On pop music lyrics and real estate adverts

At the last Rhodes Linguistics Honours Research seminar for 2011, two students presented intriguing analyses of two very different types of text.  Lynn Nowers compared pop music lyrics from 1960 with some from 2010 to find out how much they had changed in the way they portrayed gender relations.  Then Tracy Beangstrom delved into the evaluative language used in real estate agency adverts, comparing two competing real estate agencies in Grahamstown.  Both their studies revealed some fascinating (but not always reassuring) insights into trends in discourse today.

Lynn wanted to find out how pop music lyrics had reflected the massive societal changes in attitudes to gender over the past 50 years.  In 1960, women were still fighting against being cast in the mould of the post-war domestic wife of the 1950s; nowadays, the Western world was supposed to be in a post-feminist phase in which men and women are regarded as equals.  She took song lyrics from the Billboard Top 100 music charts at the end of 1960 and 2000, and analysed them using a combination of corpus linguistics and Critical Discourse Analysis.  Lynn found that the 1960 lyrics and the 2010 lyrics were similar in that there was plenty of objectification of women in both.  However, there was a great deal more description of women in the 2010 lyrics compared to those from 1960, along with a much more sexualized discourse around sex and gender. 

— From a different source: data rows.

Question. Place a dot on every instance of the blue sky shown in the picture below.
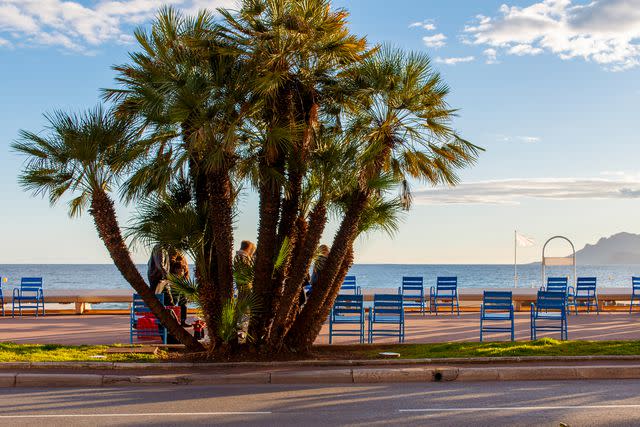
(549, 88)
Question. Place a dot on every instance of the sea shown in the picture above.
(106, 276)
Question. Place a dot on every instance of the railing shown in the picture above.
(470, 298)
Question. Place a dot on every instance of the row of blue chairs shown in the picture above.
(443, 295)
(584, 294)
(386, 317)
(548, 314)
(30, 295)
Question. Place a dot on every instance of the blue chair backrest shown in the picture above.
(586, 285)
(412, 284)
(446, 284)
(138, 305)
(346, 305)
(349, 284)
(497, 300)
(557, 284)
(550, 300)
(31, 284)
(388, 304)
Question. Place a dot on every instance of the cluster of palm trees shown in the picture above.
(280, 99)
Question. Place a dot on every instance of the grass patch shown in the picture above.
(11, 352)
(542, 347)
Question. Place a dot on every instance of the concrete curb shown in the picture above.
(341, 376)
(310, 363)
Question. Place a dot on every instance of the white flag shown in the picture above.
(524, 240)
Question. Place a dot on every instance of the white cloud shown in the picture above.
(521, 138)
(492, 56)
(603, 31)
(524, 49)
(512, 191)
(427, 24)
(73, 26)
(435, 41)
(454, 60)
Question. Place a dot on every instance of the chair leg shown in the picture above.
(512, 330)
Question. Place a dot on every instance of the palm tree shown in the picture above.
(294, 50)
(183, 86)
(82, 154)
(400, 115)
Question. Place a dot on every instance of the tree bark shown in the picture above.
(299, 270)
(221, 215)
(266, 251)
(306, 327)
(104, 216)
(206, 266)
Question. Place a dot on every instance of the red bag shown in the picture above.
(148, 327)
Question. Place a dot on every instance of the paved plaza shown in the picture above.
(112, 329)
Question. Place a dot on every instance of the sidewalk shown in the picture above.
(283, 373)
(114, 329)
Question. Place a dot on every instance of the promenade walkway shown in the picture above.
(112, 329)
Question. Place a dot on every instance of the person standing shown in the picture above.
(179, 267)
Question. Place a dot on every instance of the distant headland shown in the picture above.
(620, 248)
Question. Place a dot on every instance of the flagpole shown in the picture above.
(515, 258)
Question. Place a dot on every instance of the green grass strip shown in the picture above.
(11, 352)
(542, 347)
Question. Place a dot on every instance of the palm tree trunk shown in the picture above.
(221, 215)
(302, 262)
(269, 211)
(104, 216)
(306, 327)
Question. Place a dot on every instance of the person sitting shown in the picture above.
(157, 269)
(321, 258)
(179, 267)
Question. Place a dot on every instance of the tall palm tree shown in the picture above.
(183, 84)
(81, 155)
(294, 49)
(399, 114)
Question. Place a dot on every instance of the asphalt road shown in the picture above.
(574, 403)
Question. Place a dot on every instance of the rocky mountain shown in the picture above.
(621, 248)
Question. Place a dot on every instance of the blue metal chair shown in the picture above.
(559, 284)
(635, 292)
(549, 306)
(444, 294)
(556, 284)
(350, 285)
(412, 291)
(387, 309)
(29, 295)
(139, 310)
(497, 306)
(585, 294)
(347, 310)
(1, 297)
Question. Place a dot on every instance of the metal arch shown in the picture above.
(573, 248)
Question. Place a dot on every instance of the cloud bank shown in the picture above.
(75, 27)
(606, 32)
(454, 60)
(512, 191)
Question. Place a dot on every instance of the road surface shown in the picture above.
(574, 403)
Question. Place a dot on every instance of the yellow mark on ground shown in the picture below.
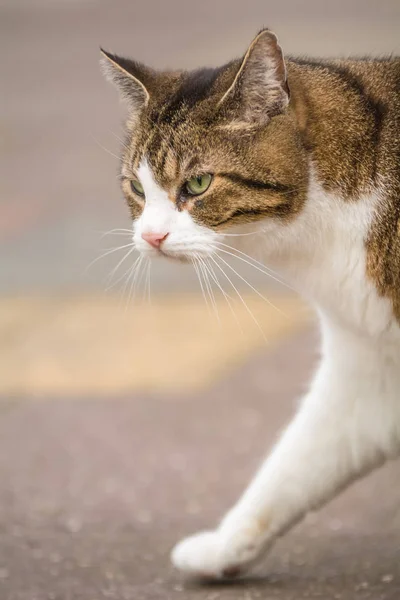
(93, 345)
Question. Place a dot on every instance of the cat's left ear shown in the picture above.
(133, 80)
(260, 89)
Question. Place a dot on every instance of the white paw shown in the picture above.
(199, 555)
(224, 553)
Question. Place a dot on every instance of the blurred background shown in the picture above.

Meanwhile, Tracy analysed 80 real estate advertisements from the Grocott’s Mail, a Grahamstown community newspaper, to find out how they set up interpersonal relationships between the two real estate agencies and prospective buyers, and how these relationships are affected by differences in the price of houses.  She separated the advertisements into two categories: under R1,2 million and over R1,2 million in asking price.  She used the APPRAISAL framework to analyse the nuances of the evaluative language used in these advertisements, adding two new categories to it: Exclusivity and Convenience.  She found that, predictably, the advertisements for the more expensive houses tended to emphasize their exclusivity, while those for the less expensive houses tended to emphasize their convenience and security.  Interestingly, the advertisements for the cheaper houses included more command sentences and rhetorical questions, urging the readers to come and take a look at the houses, while this was not necessary for the more expensive houses.  It appears that the estate agents believe they can tell the lower-market buyers what to do, whereas they do not want to appear to be bossing around the upper-market buyers.